What did Neanderthals like to eat? It sounds like a good icebreaker at a business diner but archaeologists studying our extinct cousins ask this question quite a lot. Learning about Neanderthals’ diets is a lot like ransacking your neighbor’s trash bins. Maybe you find a lot of chicken wing bones and you quickly surmise Bob really likes his KFC without ever asking. Likewise, archaeologists study the diets of Neanderthals and early Homo sapiens by carefully studying the bones and butchering tools across sites where these populations were known to live.
The Neanderthals split from the Homo sapiens lineage about 500,000 years ago and occupied the heartlands of the Eurasian steppe, a region modern humans would not visit until hundreds of thousands of years later. Surveys of their campsites suggest Neanderthals ate nuts, fruits, mushrooms, shellfish, and other food that was easy to gather. They butchered and ate horses, reindeer, bison, and mammoths. In fact, evidence suggests that Neanderthals hunted any animal they could find, even the most dangerous, like cave bears, wolves, and fearsome cave lions.
In all likelihood, Neanderthals also ate whatever birds they could lay their hands on. However, cooked bird remains and their fragile bones leave few traces. To learn more about how our extinct relatives prepared bird-based meals, researchers in Spain tried cooking like Neanderthals using only tools and methods that would have been available in prehistoric times.
Cooking Like Neanderthals
“Using a flint flake for butchering required significant precision and effort, which we had not fully valued before this experiment,” said Mariana Nabais of the Institut Català de Paleoecologia Humana i Evolució Social in Spain, lead author of the new study.
“The flakes were sharper than we initially thought, requiring careful handling to make precise cuts without injuring our own fingers. These hands-on experiments emphasized the practical challenges involved in Neanderthal food processing and cooking, providing a tangible connection to their daily life and survival strategies.”
While big game hunting by Neanderthals is well-documented, their hunting of birds remains less understood. Recent discoveries and new techniques have allowed scientists to investigate this aspect of their diet more deeply. By testing food preparation methods that Neanderthals might have used, researchers have created an experimental database to compare with real archaeological findings. This could help subsequent efforts by informing archaeologists whether ancient humans had cooked certain animal bones.
Putting Flesh on Prehistoric Bones
The team collected five wild birds that had died of natural causes from the Wildlife Ecology, Rehabilitation, and Surveillance Centre in Portugal. These included carrion crows, collared doves, and a wood pigeon—species similar to those Neanderthals might have consumed. The birds were defeathered by hand and then either immediately butchered or roasted over hot coals before butchering.
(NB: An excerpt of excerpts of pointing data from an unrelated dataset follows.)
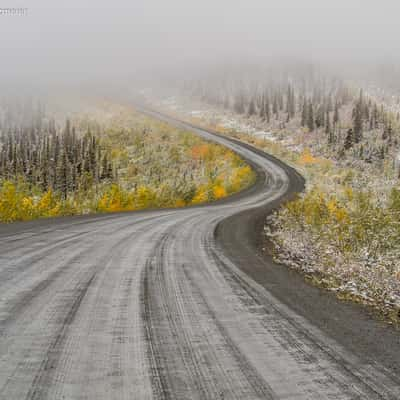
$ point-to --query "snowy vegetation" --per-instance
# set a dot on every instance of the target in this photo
(344, 231)
(108, 159)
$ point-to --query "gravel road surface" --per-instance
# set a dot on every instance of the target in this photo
(180, 304)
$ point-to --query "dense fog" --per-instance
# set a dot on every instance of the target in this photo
(112, 41)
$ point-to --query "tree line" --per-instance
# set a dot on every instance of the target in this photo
(51, 157)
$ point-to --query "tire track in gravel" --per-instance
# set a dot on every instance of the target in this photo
(154, 305)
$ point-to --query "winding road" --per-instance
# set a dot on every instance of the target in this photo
(180, 304)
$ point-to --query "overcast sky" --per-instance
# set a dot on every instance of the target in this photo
(71, 39)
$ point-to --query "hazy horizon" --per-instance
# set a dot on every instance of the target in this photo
(121, 40)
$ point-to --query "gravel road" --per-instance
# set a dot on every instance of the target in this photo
(179, 304)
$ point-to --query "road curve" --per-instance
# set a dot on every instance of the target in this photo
(170, 304)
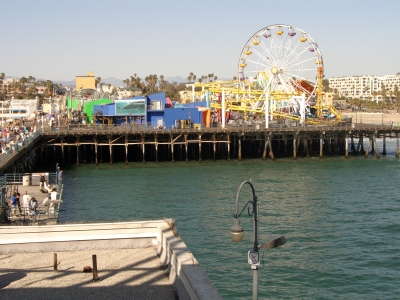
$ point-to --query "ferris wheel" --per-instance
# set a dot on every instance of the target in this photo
(282, 59)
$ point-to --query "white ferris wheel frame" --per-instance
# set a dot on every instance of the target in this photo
(283, 60)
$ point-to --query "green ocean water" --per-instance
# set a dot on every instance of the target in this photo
(340, 218)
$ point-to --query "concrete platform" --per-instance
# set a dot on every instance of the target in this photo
(43, 216)
(135, 260)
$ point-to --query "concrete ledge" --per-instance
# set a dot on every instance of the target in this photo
(179, 263)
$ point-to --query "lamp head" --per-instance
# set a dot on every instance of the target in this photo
(237, 231)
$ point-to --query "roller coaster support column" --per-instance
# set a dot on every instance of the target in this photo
(223, 108)
(266, 110)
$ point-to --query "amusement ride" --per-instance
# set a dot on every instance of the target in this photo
(280, 73)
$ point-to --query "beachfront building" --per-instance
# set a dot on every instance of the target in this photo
(366, 87)
(85, 82)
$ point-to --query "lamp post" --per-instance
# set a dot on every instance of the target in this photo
(237, 234)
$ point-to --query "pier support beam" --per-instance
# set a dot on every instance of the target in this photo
(95, 151)
(239, 148)
(271, 152)
(126, 149)
(62, 152)
(172, 148)
(265, 147)
(143, 150)
(384, 145)
(186, 148)
(229, 147)
(376, 146)
(156, 146)
(369, 145)
(199, 147)
(77, 152)
(321, 146)
(110, 146)
(214, 146)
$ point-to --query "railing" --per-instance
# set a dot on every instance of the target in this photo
(7, 153)
(30, 216)
(288, 126)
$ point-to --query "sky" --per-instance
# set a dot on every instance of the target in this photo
(58, 40)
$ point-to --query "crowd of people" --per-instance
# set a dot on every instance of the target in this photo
(14, 135)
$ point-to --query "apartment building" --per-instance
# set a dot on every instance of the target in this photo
(366, 87)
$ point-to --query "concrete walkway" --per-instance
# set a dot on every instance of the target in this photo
(124, 274)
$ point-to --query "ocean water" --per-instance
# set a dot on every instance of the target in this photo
(340, 217)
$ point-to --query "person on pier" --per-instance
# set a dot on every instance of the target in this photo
(42, 180)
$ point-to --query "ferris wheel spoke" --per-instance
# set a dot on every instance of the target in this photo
(266, 50)
(300, 77)
(303, 61)
(265, 59)
(293, 55)
(299, 86)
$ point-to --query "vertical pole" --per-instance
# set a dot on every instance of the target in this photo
(172, 150)
(55, 262)
(62, 152)
(77, 153)
(214, 146)
(264, 157)
(266, 110)
(95, 274)
(305, 141)
(376, 147)
(156, 145)
(229, 147)
(199, 148)
(294, 147)
(240, 149)
(285, 143)
(255, 248)
(186, 148)
(110, 146)
(384, 145)
(143, 151)
(95, 151)
(126, 149)
(223, 108)
(271, 152)
(369, 145)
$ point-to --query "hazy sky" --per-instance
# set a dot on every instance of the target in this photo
(58, 40)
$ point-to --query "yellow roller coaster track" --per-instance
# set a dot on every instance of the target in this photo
(231, 90)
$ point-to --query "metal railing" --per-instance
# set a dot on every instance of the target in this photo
(11, 150)
(233, 126)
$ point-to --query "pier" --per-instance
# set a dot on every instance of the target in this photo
(97, 144)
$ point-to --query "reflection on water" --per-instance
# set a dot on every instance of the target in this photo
(339, 217)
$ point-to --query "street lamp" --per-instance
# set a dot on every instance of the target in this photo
(237, 234)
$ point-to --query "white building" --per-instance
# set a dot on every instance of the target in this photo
(365, 87)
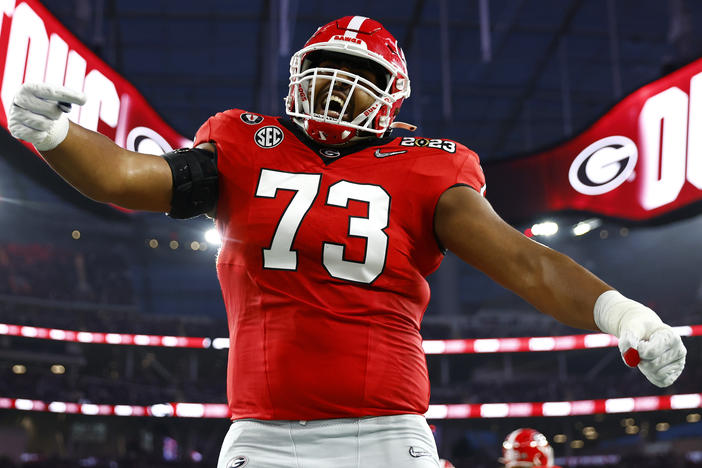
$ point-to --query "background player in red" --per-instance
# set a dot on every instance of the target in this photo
(526, 448)
(330, 226)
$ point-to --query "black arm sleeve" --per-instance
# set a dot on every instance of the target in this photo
(195, 182)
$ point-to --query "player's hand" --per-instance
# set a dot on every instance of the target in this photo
(660, 350)
(39, 114)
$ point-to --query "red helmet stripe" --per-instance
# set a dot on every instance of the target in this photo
(354, 26)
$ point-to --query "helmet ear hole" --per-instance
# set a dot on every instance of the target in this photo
(366, 59)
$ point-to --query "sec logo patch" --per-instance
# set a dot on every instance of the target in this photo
(268, 137)
(251, 119)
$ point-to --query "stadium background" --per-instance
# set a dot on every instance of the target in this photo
(506, 78)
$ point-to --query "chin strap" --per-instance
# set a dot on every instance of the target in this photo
(403, 126)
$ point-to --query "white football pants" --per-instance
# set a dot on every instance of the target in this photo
(401, 441)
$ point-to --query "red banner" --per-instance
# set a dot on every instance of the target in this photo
(640, 161)
(35, 47)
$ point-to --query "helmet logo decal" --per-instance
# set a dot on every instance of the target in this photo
(251, 119)
(238, 462)
(268, 137)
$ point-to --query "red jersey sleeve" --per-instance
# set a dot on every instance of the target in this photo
(468, 171)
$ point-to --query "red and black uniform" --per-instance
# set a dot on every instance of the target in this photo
(323, 263)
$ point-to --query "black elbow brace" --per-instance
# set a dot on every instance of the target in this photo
(195, 182)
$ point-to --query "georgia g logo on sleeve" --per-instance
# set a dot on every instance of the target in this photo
(604, 165)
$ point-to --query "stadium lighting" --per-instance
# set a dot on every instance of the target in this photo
(662, 427)
(547, 228)
(583, 227)
(212, 236)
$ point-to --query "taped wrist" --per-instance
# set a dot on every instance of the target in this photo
(612, 309)
(195, 182)
(55, 135)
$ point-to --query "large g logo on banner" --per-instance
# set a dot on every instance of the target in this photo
(604, 165)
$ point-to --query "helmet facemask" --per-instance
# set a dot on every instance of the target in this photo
(335, 105)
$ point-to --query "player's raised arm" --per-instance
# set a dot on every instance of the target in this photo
(90, 162)
(467, 225)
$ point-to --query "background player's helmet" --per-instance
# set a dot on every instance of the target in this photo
(526, 448)
(357, 38)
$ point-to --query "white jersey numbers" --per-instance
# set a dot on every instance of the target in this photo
(280, 254)
(371, 228)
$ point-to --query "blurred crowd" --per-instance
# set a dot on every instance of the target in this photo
(46, 271)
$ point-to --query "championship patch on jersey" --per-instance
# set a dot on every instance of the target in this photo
(268, 137)
(330, 152)
(437, 143)
(251, 119)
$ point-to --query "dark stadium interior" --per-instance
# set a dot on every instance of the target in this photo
(551, 68)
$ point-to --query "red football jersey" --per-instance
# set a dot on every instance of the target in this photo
(323, 263)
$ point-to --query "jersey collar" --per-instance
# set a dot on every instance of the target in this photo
(329, 154)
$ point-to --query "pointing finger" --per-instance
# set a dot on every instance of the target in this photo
(55, 93)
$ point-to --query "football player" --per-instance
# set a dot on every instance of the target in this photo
(330, 226)
(526, 448)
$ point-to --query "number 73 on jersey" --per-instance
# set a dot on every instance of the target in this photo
(281, 256)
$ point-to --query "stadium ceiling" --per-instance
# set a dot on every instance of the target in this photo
(504, 77)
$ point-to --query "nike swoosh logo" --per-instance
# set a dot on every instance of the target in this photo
(380, 154)
(417, 452)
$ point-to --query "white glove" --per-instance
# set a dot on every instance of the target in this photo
(660, 349)
(39, 114)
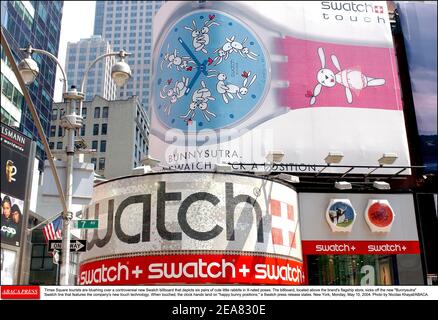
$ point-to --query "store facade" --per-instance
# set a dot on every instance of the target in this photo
(360, 239)
(193, 228)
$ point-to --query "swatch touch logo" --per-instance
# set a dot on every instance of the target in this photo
(353, 11)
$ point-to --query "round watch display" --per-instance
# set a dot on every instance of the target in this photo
(212, 69)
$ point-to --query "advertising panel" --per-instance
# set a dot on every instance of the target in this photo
(419, 23)
(232, 81)
(193, 228)
(15, 152)
(384, 224)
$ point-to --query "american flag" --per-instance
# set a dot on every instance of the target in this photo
(52, 231)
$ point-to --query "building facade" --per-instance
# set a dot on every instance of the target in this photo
(128, 25)
(37, 23)
(79, 56)
(118, 130)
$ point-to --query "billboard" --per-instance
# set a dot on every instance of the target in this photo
(419, 23)
(193, 228)
(15, 153)
(232, 81)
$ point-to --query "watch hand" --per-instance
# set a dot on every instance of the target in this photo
(192, 82)
(189, 51)
(196, 76)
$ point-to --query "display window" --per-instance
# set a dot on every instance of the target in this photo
(357, 270)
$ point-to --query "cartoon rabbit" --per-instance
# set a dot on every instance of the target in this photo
(200, 100)
(201, 37)
(350, 79)
(227, 90)
(230, 46)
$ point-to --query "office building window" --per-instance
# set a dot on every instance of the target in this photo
(40, 259)
(103, 146)
(94, 162)
(101, 163)
(105, 112)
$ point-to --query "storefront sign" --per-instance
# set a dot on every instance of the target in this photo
(346, 247)
(340, 215)
(178, 216)
(15, 152)
(399, 237)
(379, 215)
(192, 269)
(270, 76)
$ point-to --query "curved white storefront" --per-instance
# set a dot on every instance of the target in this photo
(193, 228)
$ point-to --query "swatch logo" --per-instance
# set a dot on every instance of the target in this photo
(352, 11)
(20, 292)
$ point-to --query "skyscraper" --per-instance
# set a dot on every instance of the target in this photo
(37, 23)
(128, 25)
(79, 56)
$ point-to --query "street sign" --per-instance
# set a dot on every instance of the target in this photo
(86, 224)
(75, 245)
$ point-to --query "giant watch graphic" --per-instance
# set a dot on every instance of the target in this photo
(211, 69)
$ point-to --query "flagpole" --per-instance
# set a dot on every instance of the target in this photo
(45, 221)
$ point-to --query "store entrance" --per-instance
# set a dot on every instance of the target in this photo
(356, 270)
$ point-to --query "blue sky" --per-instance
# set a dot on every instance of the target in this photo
(419, 23)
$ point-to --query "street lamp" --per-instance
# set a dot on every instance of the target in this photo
(71, 121)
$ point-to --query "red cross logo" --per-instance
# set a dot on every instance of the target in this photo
(283, 223)
(378, 9)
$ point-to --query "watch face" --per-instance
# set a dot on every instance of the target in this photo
(212, 69)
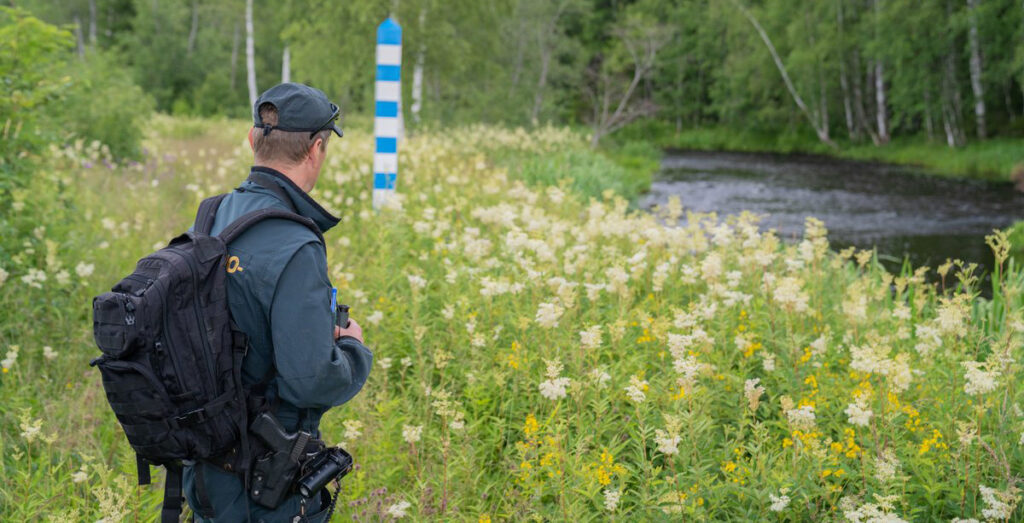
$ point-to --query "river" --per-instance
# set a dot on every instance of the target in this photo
(901, 210)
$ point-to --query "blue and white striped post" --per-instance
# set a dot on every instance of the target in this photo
(386, 119)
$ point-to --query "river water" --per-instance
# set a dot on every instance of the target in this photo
(901, 210)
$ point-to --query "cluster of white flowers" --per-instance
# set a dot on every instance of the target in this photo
(84, 269)
(34, 277)
(779, 503)
(591, 338)
(554, 387)
(412, 433)
(637, 389)
(10, 357)
(998, 506)
(802, 418)
(668, 443)
(886, 466)
(611, 499)
(980, 378)
(858, 413)
(398, 510)
(548, 314)
(753, 392)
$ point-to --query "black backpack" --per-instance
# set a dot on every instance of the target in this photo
(172, 355)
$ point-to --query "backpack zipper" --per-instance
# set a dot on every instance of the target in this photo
(212, 390)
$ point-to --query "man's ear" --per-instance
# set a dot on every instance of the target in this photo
(315, 148)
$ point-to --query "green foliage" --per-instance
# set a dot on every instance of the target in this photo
(105, 104)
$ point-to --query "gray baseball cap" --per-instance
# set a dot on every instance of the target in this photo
(300, 107)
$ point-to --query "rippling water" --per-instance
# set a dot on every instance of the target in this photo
(900, 210)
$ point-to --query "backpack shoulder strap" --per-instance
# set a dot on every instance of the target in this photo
(249, 219)
(206, 214)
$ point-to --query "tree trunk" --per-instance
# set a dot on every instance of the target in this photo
(421, 52)
(194, 30)
(822, 133)
(286, 66)
(929, 126)
(92, 24)
(880, 98)
(976, 86)
(844, 82)
(235, 55)
(250, 53)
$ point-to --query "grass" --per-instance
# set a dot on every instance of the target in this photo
(565, 357)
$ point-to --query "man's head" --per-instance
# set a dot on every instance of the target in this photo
(291, 126)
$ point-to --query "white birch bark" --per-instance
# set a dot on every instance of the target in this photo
(822, 133)
(286, 66)
(976, 85)
(250, 53)
(421, 52)
(880, 99)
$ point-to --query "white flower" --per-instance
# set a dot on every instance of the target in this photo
(979, 381)
(802, 419)
(753, 392)
(417, 281)
(548, 314)
(611, 499)
(591, 338)
(778, 504)
(886, 466)
(667, 443)
(84, 269)
(353, 429)
(636, 389)
(375, 317)
(858, 413)
(554, 389)
(601, 379)
(398, 510)
(412, 433)
(996, 506)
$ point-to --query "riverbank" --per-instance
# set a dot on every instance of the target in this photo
(995, 159)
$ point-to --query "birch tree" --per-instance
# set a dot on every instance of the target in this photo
(820, 128)
(976, 85)
(250, 53)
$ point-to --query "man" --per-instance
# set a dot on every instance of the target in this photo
(279, 295)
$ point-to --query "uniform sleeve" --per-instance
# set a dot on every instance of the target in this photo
(313, 372)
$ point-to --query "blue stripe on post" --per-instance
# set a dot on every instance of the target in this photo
(385, 180)
(386, 109)
(389, 33)
(387, 144)
(388, 73)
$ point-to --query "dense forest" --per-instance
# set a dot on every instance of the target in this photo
(850, 71)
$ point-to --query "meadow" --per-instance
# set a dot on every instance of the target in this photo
(543, 352)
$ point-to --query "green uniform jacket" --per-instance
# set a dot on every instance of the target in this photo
(279, 294)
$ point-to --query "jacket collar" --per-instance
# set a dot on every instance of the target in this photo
(303, 204)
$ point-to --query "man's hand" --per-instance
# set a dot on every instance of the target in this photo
(353, 330)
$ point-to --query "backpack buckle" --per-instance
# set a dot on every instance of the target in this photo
(192, 418)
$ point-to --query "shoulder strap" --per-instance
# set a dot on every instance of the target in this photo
(248, 220)
(206, 214)
(263, 181)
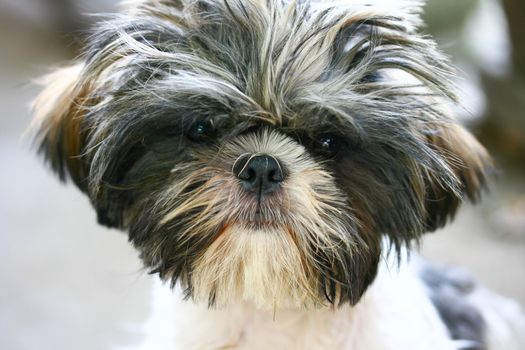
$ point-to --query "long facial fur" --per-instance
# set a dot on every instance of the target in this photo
(272, 76)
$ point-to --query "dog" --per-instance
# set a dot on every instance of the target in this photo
(274, 162)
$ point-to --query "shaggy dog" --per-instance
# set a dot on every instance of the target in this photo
(272, 161)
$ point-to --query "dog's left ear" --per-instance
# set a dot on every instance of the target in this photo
(469, 162)
(58, 123)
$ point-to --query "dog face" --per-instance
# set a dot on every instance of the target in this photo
(262, 150)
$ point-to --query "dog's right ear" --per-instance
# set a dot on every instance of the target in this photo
(58, 119)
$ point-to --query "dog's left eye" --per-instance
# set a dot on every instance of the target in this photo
(202, 130)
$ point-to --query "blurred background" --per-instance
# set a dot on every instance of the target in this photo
(67, 283)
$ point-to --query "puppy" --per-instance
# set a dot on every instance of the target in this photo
(272, 161)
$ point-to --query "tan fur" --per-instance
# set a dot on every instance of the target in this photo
(58, 115)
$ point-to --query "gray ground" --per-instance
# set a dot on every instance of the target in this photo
(66, 283)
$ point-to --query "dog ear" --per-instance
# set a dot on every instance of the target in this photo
(58, 123)
(469, 162)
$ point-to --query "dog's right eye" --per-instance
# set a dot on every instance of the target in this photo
(202, 131)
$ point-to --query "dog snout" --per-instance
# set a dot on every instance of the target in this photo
(261, 174)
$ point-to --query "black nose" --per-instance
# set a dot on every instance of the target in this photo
(260, 174)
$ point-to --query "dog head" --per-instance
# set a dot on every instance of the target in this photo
(262, 150)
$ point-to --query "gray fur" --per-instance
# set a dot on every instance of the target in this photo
(302, 69)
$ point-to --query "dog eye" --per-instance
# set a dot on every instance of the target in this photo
(201, 131)
(328, 145)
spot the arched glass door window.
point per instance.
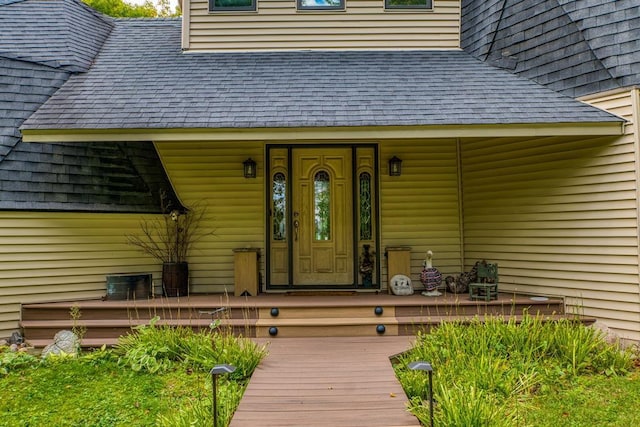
(365, 206)
(279, 206)
(322, 205)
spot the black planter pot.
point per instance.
(175, 279)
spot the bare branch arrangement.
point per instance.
(169, 238)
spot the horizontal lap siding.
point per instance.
(211, 174)
(63, 256)
(277, 25)
(559, 215)
(419, 209)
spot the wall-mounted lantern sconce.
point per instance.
(395, 166)
(249, 166)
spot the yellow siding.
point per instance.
(419, 209)
(277, 25)
(211, 174)
(559, 215)
(62, 256)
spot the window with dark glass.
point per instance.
(365, 206)
(279, 218)
(231, 5)
(408, 4)
(322, 205)
(321, 4)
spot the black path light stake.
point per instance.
(215, 372)
(425, 366)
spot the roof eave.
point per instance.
(368, 133)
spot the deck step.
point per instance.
(274, 315)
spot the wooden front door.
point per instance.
(322, 217)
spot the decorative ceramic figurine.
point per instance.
(401, 285)
(430, 277)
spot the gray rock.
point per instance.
(63, 342)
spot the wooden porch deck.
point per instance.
(288, 315)
(327, 381)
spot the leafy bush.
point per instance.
(486, 371)
(155, 348)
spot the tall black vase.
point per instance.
(175, 279)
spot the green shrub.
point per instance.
(487, 371)
(155, 348)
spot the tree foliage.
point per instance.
(123, 9)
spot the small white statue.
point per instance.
(401, 285)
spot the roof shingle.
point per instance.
(142, 79)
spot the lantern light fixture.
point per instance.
(395, 166)
(249, 167)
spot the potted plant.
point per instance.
(169, 238)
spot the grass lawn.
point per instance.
(593, 400)
(157, 376)
(75, 393)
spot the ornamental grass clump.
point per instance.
(156, 347)
(485, 373)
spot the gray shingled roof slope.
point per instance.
(142, 79)
(113, 177)
(59, 33)
(574, 47)
(23, 88)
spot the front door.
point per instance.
(322, 217)
(321, 210)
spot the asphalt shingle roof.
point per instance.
(108, 177)
(142, 79)
(62, 34)
(574, 47)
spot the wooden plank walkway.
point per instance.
(329, 381)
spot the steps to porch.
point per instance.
(276, 315)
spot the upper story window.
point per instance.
(232, 5)
(321, 4)
(408, 4)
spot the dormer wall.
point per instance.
(277, 25)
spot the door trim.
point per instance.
(289, 216)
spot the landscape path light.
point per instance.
(215, 372)
(425, 366)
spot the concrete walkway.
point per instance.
(329, 382)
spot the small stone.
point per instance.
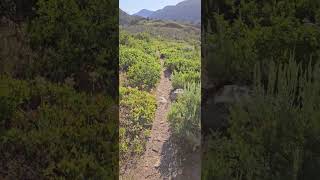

It turned out that roasting the birds first made butchering much easier than in raw birds.
“Roasting the birds over the coals required maintaining a consistent temperature and carefully monitoring the cooking duration to avoid overcooking the meat,” said Nabais. “Maybe because we defeathered the birds before cooking, the roasting process was much quicker than we anticipated. In fact, we spent more time preparing the coals than on the actual cooking, which took less than 10 minutes.”
After cooking, the bones were cleaned, dried, and examined microscopically for cut marks, breaks, and burns. The flint flake used for butchery also showed wear and tear, including small half-moon scars on the edge. While butchering raw birds left few traces on the bones, cuts aimed at tendons left marks similar to those found on archaeological bird bones.
The roasted birds’ bones were more brittle, with many shattering and displaying brown or black burns. If Neanderthals roasted their birds — and in all likelihood, that’s what they did — the cooking process made the leftovers much more fragile, explaining why they’re so hard to find in the archaeological record.
Despite these findings, the researchers emphasized the need for further studies. Future research should include more species of small prey and explore other uses of birds, such as for their feathers or talons.
“The sample size is relatively small, consisting of only five bird specimens, which may not fully represent the diversity of bird species that Neanderthals might have used,” noted Nabais.
The findings appeared in Frontiers in Environmental Archaeology.